# Text Classification with BERT

The online store is launching a new service. Now users can edit and supplement product descriptions, as in wiki communities. That is, clients offer their edits and comment on the changes of others. The store needs a tool that will search for toxic comments and send them for moderation. 

It is required to train the model to classify comments into positive and negative. At your disposal is a data set with markup on the toxicity of edits.

It is necessary to build a model with the value of the quality metric *F1* at least 0.75. 


**Data description**

The data is in the file `toxic_comments.csv'. The *text* column in it contains the comment text, and *toxic* is the target attribute.

## Preparing

In [1]:
# pip install transformers
# pip install torch

In [2]:
import numpy as np
import pandas as pd
import torch
import transformers
from tqdm import notebook
from sklearn.linear_model import LogisticRegression
from sklearn.model_selection import cross_val_score
from sklearn.model_selection import train_test_split
from sklearn.metrics import f1_score

RAND = 2007

In [3]:
df_tweets = pd.read_csv('datasets\yandex_13_toxic_comments.csv')

In [4]:
df_tweets.head(10)

Unnamed: 0,text,toxic
0,Explanation\nWhy the edits made under my usern...,0
1,D'aww! He matches this background colour I'm s...,0
2,"Hey man, I'm really not trying to edit war. It...",0
3,"""\nMore\nI can't make any real suggestions on ...",0
4,"You, sir, are my hero. Any chance you remember...",0
5,"""\n\nCongratulations from me as well, use the ...",0
6,COCKSUCKER BEFORE YOU PISS AROUND ON MY WORK,1
7,Your vandalism to the Matt Shirvington article...,0
8,Sorry if the word 'nonsense' was offensive to ...,0
9,alignment on this subject and which are contra...,0


In [5]:
# check NaN
df_tweets.isna().sum()

text     0
toxic    0
dtype: int64

In [6]:
# check target column
df_tweets['toxic'].describe()

count    159571.000000
mean          0.101679
std           0.302226
min           0.000000
25%           0.000000
50%           0.000000
75%           0.000000
max           1.000000
Name: toxic, dtype: float64

The sample is not balanced. It is necessary to make a balanced sample for training and testing, especially since we will not be able to process all 159 thousand texts anyway (it will be on the CPU for a long time)

In [7]:
# Let's check the length of the texts (number of characters)
ln = np.array([len(x) for x in df_tweets['text']])
print(f'min lenght: {ln.min()}, max lenght: {ln.max()}')

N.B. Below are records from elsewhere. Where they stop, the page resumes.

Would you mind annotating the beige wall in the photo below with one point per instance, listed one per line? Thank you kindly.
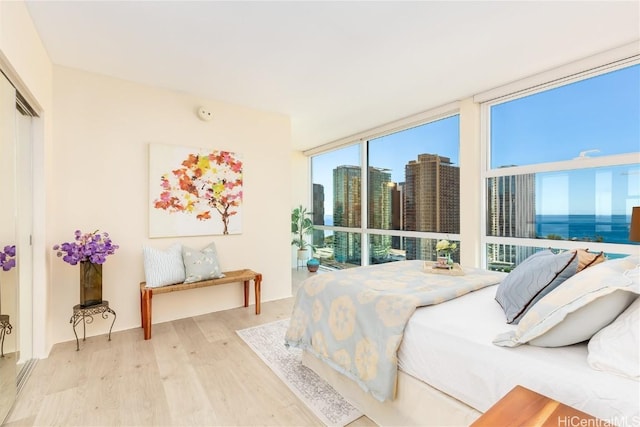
(91, 172)
(102, 131)
(26, 63)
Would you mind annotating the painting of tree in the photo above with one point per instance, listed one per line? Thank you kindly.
(205, 187)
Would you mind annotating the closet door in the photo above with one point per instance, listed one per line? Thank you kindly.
(8, 237)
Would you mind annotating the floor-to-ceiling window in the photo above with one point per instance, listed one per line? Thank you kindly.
(563, 166)
(389, 197)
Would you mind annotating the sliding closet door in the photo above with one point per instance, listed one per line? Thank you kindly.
(24, 228)
(8, 237)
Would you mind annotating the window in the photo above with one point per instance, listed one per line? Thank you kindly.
(563, 167)
(406, 198)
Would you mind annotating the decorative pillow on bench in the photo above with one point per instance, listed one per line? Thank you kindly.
(201, 265)
(162, 268)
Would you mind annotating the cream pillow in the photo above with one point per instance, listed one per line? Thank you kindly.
(580, 307)
(616, 348)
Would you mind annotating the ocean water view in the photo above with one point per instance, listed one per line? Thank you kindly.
(605, 228)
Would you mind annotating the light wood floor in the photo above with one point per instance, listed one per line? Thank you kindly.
(193, 372)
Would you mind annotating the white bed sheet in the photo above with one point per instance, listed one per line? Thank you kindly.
(449, 346)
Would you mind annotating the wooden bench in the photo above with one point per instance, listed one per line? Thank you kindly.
(244, 276)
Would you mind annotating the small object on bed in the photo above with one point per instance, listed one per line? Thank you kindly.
(451, 270)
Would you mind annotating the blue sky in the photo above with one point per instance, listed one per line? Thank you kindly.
(601, 113)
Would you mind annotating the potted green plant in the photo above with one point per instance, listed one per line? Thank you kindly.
(301, 226)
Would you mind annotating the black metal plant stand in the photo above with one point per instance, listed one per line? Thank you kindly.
(85, 315)
(5, 329)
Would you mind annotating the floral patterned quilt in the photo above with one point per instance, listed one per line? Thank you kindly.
(354, 319)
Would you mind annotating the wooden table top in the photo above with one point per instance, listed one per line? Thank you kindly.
(524, 407)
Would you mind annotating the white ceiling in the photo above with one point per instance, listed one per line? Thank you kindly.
(336, 68)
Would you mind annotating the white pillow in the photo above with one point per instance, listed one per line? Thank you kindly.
(616, 348)
(162, 268)
(579, 307)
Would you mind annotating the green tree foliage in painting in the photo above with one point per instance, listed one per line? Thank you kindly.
(204, 183)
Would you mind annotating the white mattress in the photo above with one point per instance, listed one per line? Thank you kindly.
(449, 347)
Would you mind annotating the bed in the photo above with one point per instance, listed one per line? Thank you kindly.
(452, 360)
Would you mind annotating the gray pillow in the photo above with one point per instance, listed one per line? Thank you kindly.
(532, 279)
(201, 265)
(580, 307)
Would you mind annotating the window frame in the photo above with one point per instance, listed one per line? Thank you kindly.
(362, 139)
(567, 165)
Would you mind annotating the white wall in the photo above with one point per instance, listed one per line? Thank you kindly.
(102, 130)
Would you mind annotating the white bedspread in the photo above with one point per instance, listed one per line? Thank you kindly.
(449, 346)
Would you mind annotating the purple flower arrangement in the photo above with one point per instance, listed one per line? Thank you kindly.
(93, 247)
(7, 258)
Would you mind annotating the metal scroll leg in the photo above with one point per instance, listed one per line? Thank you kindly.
(5, 329)
(74, 322)
(113, 322)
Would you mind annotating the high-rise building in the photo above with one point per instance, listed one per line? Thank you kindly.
(432, 201)
(380, 213)
(397, 217)
(347, 213)
(318, 214)
(512, 212)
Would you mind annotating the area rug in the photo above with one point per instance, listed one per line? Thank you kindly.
(268, 342)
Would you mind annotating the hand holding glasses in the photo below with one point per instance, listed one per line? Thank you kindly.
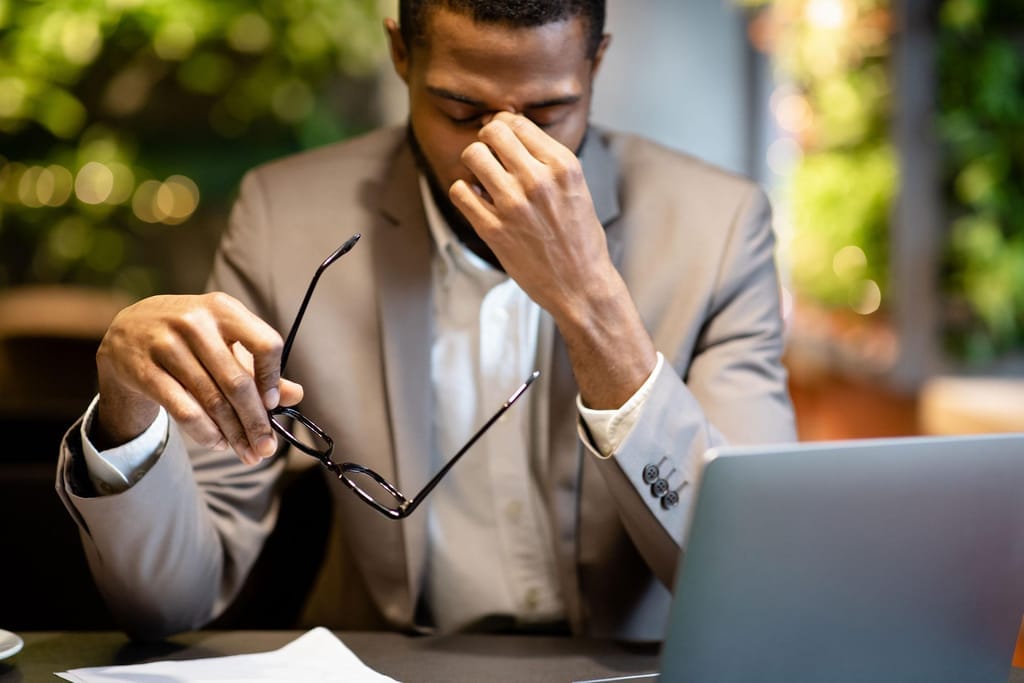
(375, 491)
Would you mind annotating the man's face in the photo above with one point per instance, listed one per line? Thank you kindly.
(467, 72)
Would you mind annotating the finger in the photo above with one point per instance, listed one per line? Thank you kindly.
(238, 324)
(510, 151)
(182, 407)
(235, 400)
(291, 392)
(540, 145)
(482, 163)
(196, 378)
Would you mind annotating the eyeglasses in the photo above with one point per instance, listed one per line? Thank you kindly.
(377, 492)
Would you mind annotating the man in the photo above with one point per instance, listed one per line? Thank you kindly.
(639, 282)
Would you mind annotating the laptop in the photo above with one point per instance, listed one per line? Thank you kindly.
(875, 560)
(872, 560)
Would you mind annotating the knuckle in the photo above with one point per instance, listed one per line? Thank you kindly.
(215, 403)
(186, 415)
(218, 299)
(237, 385)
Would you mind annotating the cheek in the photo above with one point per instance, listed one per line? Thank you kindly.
(442, 145)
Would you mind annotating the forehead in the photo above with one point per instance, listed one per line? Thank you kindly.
(460, 53)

min lenght: 6, max lenght: 5000


In [8]:
# Forming a balanced sample
df_0= df_tweets.query("toxic == 0").sample(n=5000, random_state=RAND)
df_1= df_tweets.query("toxic == 1").sample(n=5000, random_state=RAND)
df_sample = pd.concat([df_0,df_1]).reset_index(drop=True)

## Learning

In [9]:
# Initializing the tokenizer as a class object BertTokenizer()
tokenizer = transformers.BertTokenizer(vocab_file='bert\\vocab.txt')

In [10]:
vectors = []
max_n =0
y=[]
for i in notebook.tqdm(range(df_sample['text'].shape[0])):    
    txt = df_sample['text'][i]
    # Convert the text to token numbers from the dictionary
    # the add_special_tokens argument equal to True means that to any converted text 
    # the start token (101) and the end token of the text (102) are added
    v = tokenizer.encode(txt, add_special_tokens=True)
    # If the text contains a lot of words, then we discard such text 
    # (otherwise we will need to complicate the model by splitting the text into pieces and back-gluing)if len(v) < 512:
        vectors.append(v)
        y.append(df_sample['toxic'][i])
        if len(v) > max_n:
            max_n=len(v)

  0%|          | 0/10000 [00:00<?, ?it/s]

In [11]:
# after tokenization, the lengths of the source texts in the corpus should be equal
padded = np.array([i + [0]*(max_n - len(i)) for i in vectors])

In [12]:
# Explain to the model that zeros do not carry meaningful information.
attention_mask = np.where(padded != 0, 1, 0)

In [13]:
# Initializing the configuration​ BertConfig
config = transformers.BertConfig.from_json_file('bert\\config.json')
# initialize the class model itselfBertModel
model = transformers.BertModel.from_pretrained('bert\\pytorch_model.bin', config=config)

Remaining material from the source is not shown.